EDIT sorry, I've confused two of your functions. So that like was incorrect.
I want to calculate the sum of digits of a number in Scheme. It should work like this:
>(sum-of-digits 123)
6
My idea is to transform the number 123 to string "123" and then transform it to a list '(1 2 3) and then use (apply + '(1 2 3)) to get 6.
but it's unfortunately not working like I imagined.
>(string->list(number->string 123))
'(#\1 #\2 #\3)
Apparently '(#\1 #\2 #\3) is not same as '(1 2 3)... because I'm using language racket under DrRacket, so I can not use the function like char->digit.
Can anyone help me fix this?
An alternative method would be to loop over the digits by using modulo. I'm not as used to scheme syntax, but thanks to #bearzk translating my Lisp here's a function that works for non-negative integers (and with a little work could encompass decimals and negative values):
(define (sum-of-digits x)
(if (= x 0) 0
(+ (modulo x 10)
(sum-of-digits (/ (- x (modulo x 10)) 10)))))
Something like this can do your digits thing arithmetically rather than string style:
(define (digits n)
(if (zero? n)
'()
(cons (remainder n 10) (digits2 (quotient n 10))))
Anyway, idk if its what you're doing but this question makes me think Project Euler. And if so, you're going to appreciate both of these functions in future problems.
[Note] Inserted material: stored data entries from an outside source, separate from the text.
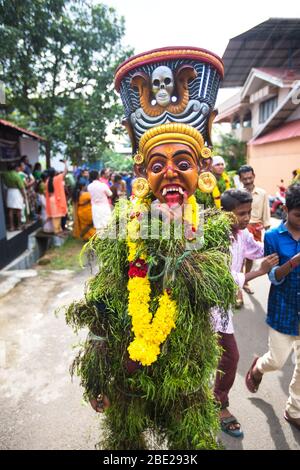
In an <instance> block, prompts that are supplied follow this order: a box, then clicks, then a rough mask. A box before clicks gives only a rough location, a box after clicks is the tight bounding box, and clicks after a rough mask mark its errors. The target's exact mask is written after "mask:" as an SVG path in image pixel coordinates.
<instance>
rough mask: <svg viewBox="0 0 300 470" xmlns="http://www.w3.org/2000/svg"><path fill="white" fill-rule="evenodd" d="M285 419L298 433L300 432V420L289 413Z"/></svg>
mask: <svg viewBox="0 0 300 470" xmlns="http://www.w3.org/2000/svg"><path fill="white" fill-rule="evenodd" d="M283 417H284V419H285V420H286V421H287V422H288V423H290V424H291V425H292V426H295V428H296V429H298V431H300V418H292V417H291V416H290V415H289V414H288V412H287V411H285V412H284V415H283Z"/></svg>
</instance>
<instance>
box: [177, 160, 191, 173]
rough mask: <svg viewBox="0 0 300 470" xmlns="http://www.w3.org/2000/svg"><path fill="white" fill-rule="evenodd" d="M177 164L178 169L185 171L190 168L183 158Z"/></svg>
mask: <svg viewBox="0 0 300 470" xmlns="http://www.w3.org/2000/svg"><path fill="white" fill-rule="evenodd" d="M177 166H178V168H179V170H180V171H187V170H189V169H190V168H191V165H190V163H189V162H187V161H185V160H182V161H181V162H179V163H177Z"/></svg>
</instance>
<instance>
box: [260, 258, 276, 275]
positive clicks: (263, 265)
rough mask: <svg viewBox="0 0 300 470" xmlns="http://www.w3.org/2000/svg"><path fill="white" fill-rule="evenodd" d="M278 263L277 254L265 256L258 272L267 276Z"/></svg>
mask: <svg viewBox="0 0 300 470" xmlns="http://www.w3.org/2000/svg"><path fill="white" fill-rule="evenodd" d="M278 263H279V257H278V255H277V253H273V254H272V255H269V256H266V257H265V258H264V259H263V261H262V262H261V265H260V269H259V270H260V271H261V273H262V274H267V273H268V272H269V271H271V269H272V268H274V266H277V265H278Z"/></svg>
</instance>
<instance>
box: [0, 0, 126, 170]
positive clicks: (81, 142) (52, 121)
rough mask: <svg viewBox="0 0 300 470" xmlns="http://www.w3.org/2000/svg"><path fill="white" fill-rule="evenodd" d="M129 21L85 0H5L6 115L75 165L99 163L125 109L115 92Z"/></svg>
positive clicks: (115, 12) (13, 120)
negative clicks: (45, 143) (108, 140)
mask: <svg viewBox="0 0 300 470" xmlns="http://www.w3.org/2000/svg"><path fill="white" fill-rule="evenodd" d="M123 34H124V19H123V18H119V17H118V16H117V14H116V12H115V10H114V9H113V8H109V7H108V6H106V5H103V4H96V5H95V4H92V3H91V2H89V1H87V0H86V1H84V0H81V1H80V0H39V1H38V0H35V1H31V0H0V50H1V56H0V64H1V65H2V67H0V70H1V74H0V80H2V81H3V82H4V83H5V86H6V101H7V106H6V109H5V117H6V118H8V119H11V120H13V121H14V122H16V123H17V124H20V125H23V126H29V127H30V128H31V129H33V130H35V131H37V132H38V133H40V134H41V135H43V136H45V137H46V138H47V140H48V142H49V144H50V146H51V148H52V150H53V151H56V150H60V151H63V152H64V153H65V154H67V155H69V156H70V157H71V159H72V160H73V161H74V162H76V163H77V162H79V161H80V160H81V159H82V157H83V156H85V158H88V159H90V160H91V161H93V160H95V159H97V158H98V157H99V155H100V153H101V152H102V151H103V148H104V147H105V146H107V141H106V140H107V131H106V130H107V126H108V124H109V123H111V122H112V121H114V120H115V119H116V118H119V117H120V115H121V113H122V109H121V107H120V106H119V104H118V99H117V96H116V95H115V93H114V92H113V75H114V70H115V68H116V66H117V65H118V64H119V63H120V62H121V61H122V60H124V58H125V57H127V56H128V54H130V53H131V51H126V50H124V48H122V47H121V42H120V41H121V38H122V36H123Z"/></svg>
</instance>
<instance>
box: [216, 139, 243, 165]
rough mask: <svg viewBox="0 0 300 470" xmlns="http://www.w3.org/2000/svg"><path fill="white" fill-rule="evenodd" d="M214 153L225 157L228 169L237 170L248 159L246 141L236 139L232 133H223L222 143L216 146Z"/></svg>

Above is the hard part, this is the rest:
(foldr + (digits 12345) 0)
OR
(apply + (digits 1234))
EDIT - I got rid of intLength above, but in case you still want it.
(define (intLength x)
(define (intLengthP x c)
(if (zero? x)
c
(intLengthP (quotient x 10) (+ c 1))
)
)
(intLengthP x 0))
Those #\1, #\2 things are characters. I hate to RTFM you, but the Racket docs are really good here. If you highlight string->list in DrRacket and hit F1, you should get a browser window with a bunch of useful information.
So as not to keep you in the dark; I think I'd probably use the "string" function as the missing step in your solution:
(map string (list #\a #\b))
... produces
(list "a" "b")
A better idea would be to actually find the digits and sum them. 34%10 gives 4 and 3%10 gives 3. Sum is 3+4.
Here's an algorithm in F# (I'm sorry, I don't know Scheme):
let rec sumOfDigits n =
if n<10 then n
else (n%10) + sumOfDigits (n/10)
This works, it builds on your initial string->list solution, just does a conversion on the list of characters
(apply + (map (lambda (d) (- (char->integer d) (char->integer #\0)))
(string->list (number->string 123))))
The conversion function could factored out to make it a little more clear:
(define (digit->integer d)
(- (char->integer d) (char->integer #\0)))
(apply + (map digit->integer (string->list (number->string 123))))
(define (sum-of-digits num)
(if (< num 10)
num
(+ (remainder num 10) (sum-of-digits (/ (- num (remainder num 10)) 10)))))
recursive process.. terminates at n < 10 where sum-of-digits returns the input num itself.